中古車買い取り販売でお馴染み、某大型電動機…もとい、ビッグモーターの不正事件の数々。
中でも、おっ?と興味を引いたのが、部品ネタ。本来なら交換する必要のない部品を見積もりに計上し、実際にはその部品を交換せずに車を客に返却。使わずに余った新品の部品は転売する等で、金だけを得るというもの。
交換したとしておきながら、実際には交換していない。この不正を防ぐ手段は、「外した部品は捨てず、一旦見せろ」と作業依頼時に忠告しておくこと。そして作業後は、外された部品を前にして説明を受けて、それから部品処分について会話を進めればいい。もしも無断で部品を処分したならば、廃品置き場から探させるとか、面倒な事態になることを覚悟してもらう。

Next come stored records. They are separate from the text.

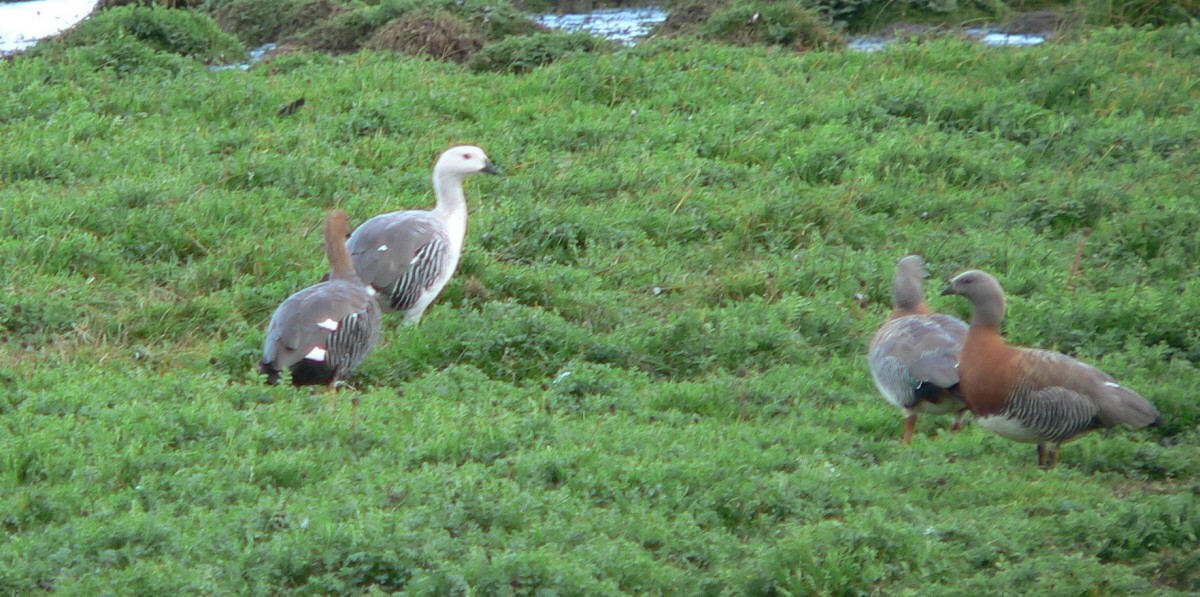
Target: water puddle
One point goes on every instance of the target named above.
(256, 55)
(22, 24)
(628, 25)
(624, 25)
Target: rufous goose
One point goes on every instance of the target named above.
(915, 354)
(1035, 396)
(409, 255)
(323, 332)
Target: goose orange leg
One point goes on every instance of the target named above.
(910, 426)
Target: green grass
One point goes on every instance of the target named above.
(648, 375)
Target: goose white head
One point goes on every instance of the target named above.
(462, 161)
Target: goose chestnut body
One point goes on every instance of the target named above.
(913, 356)
(323, 332)
(1030, 395)
(408, 257)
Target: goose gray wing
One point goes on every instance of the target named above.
(917, 355)
(322, 332)
(400, 254)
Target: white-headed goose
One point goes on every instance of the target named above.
(913, 356)
(1030, 395)
(409, 255)
(324, 331)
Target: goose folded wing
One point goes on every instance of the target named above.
(400, 254)
(307, 320)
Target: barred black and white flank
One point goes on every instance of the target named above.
(323, 332)
(407, 257)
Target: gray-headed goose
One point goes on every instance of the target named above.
(324, 331)
(409, 255)
(1030, 395)
(913, 356)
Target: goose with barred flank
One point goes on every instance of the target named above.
(913, 356)
(407, 257)
(1035, 396)
(323, 332)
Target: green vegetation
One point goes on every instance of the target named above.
(648, 375)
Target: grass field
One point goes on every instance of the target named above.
(648, 375)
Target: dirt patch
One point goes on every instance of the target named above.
(1043, 22)
(257, 22)
(685, 18)
(432, 34)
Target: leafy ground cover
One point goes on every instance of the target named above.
(648, 375)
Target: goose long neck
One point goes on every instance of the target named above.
(451, 205)
(335, 248)
(989, 311)
(907, 295)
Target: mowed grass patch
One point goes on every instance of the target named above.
(648, 375)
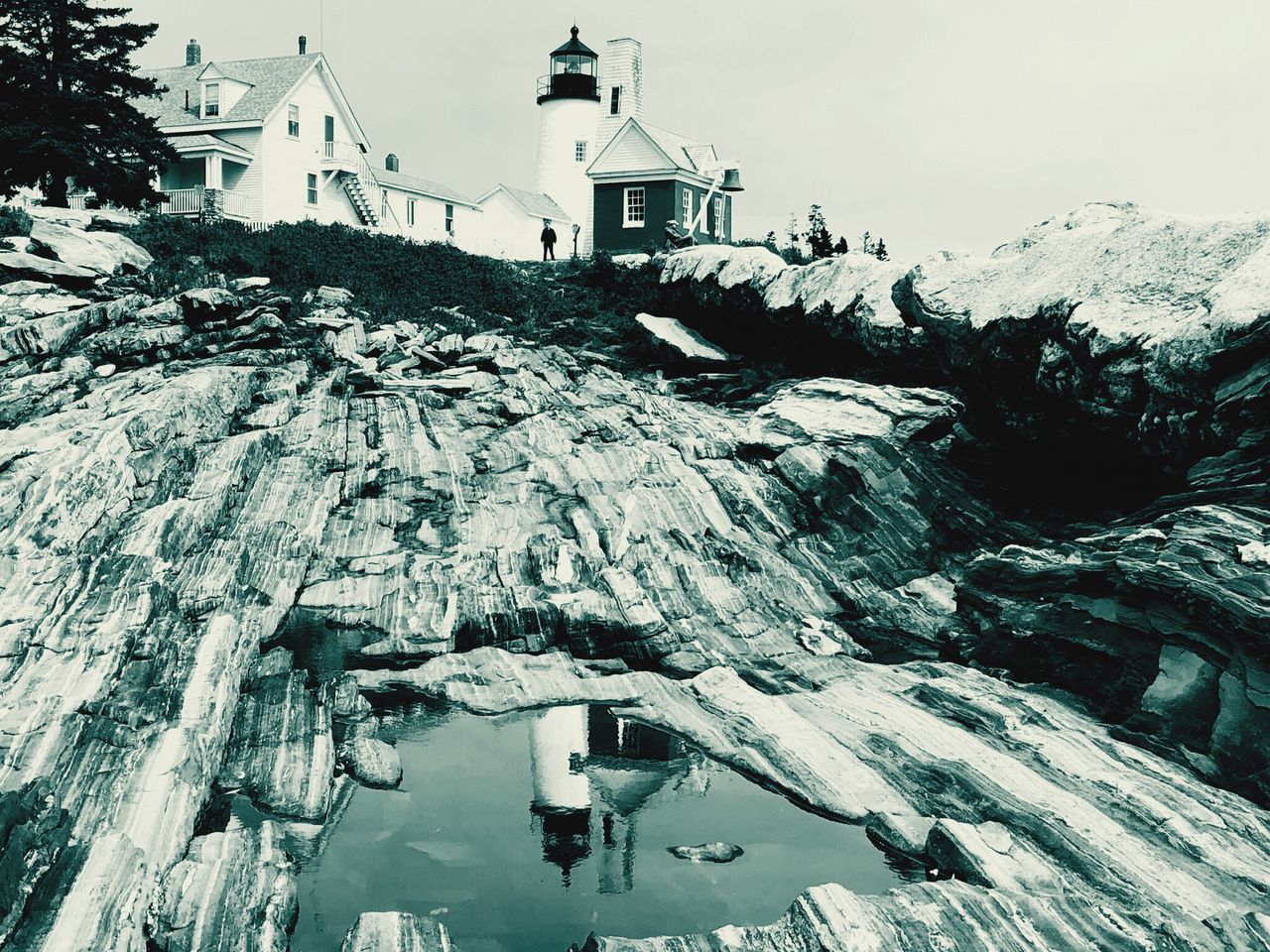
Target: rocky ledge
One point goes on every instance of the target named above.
(812, 588)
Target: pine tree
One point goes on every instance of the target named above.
(818, 232)
(792, 232)
(66, 102)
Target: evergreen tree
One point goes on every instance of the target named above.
(792, 232)
(66, 90)
(818, 232)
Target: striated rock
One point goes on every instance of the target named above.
(16, 266)
(281, 753)
(372, 762)
(707, 852)
(99, 252)
(395, 932)
(235, 892)
(683, 343)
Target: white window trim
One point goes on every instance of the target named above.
(207, 86)
(626, 207)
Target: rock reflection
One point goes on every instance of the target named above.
(587, 761)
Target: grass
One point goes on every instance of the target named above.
(585, 303)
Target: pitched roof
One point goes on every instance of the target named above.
(200, 141)
(425, 186)
(685, 153)
(271, 79)
(535, 203)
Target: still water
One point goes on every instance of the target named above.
(524, 833)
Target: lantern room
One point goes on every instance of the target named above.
(574, 72)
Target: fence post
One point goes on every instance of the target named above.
(213, 204)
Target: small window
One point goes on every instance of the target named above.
(634, 199)
(211, 99)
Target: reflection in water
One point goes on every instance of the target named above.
(606, 796)
(587, 760)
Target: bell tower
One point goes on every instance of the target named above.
(568, 113)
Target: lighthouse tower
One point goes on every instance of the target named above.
(570, 112)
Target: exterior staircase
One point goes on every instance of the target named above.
(363, 193)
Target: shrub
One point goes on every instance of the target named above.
(588, 303)
(14, 221)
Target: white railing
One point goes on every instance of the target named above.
(235, 204)
(341, 153)
(183, 200)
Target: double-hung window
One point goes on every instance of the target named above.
(634, 200)
(211, 99)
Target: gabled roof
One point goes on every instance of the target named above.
(271, 80)
(656, 150)
(425, 186)
(535, 203)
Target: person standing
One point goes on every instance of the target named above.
(548, 239)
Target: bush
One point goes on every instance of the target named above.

私自身も、一応は整備業界の端くれにいる立場だ。交換した部品については全て説明責任があり、作業を請け負ったからには証拠を示さなければならず、これが整備する側の義務みたいなもの。ところが自動車整備業界に関しては店に任せっぱなし、客は無関心というのが殆どなのだろう。どうせ客は素人だからと、舐め腐った店舗側の不正は許されることではないが、一方でこちら客側も本来はそれなりの関心を持たないといけない。
関心を持つといっても、お客様はカミサマだとか、そういった間違った認識を持ってはならない。このあたりはコミュニケーション能力が求められる部分で、素直に「ブログのネタにするから見せて」と言うし、もしレポートが無くても「旧い車で、どんな劣化具合か説明がほしいから、ちょっと見せてくれる?」と言うだろう。お互いに関心を持つ、会話を成り立たせることにより、信頼とコミュニケーションは出来上がっていくものと思っているが、どうだろうか。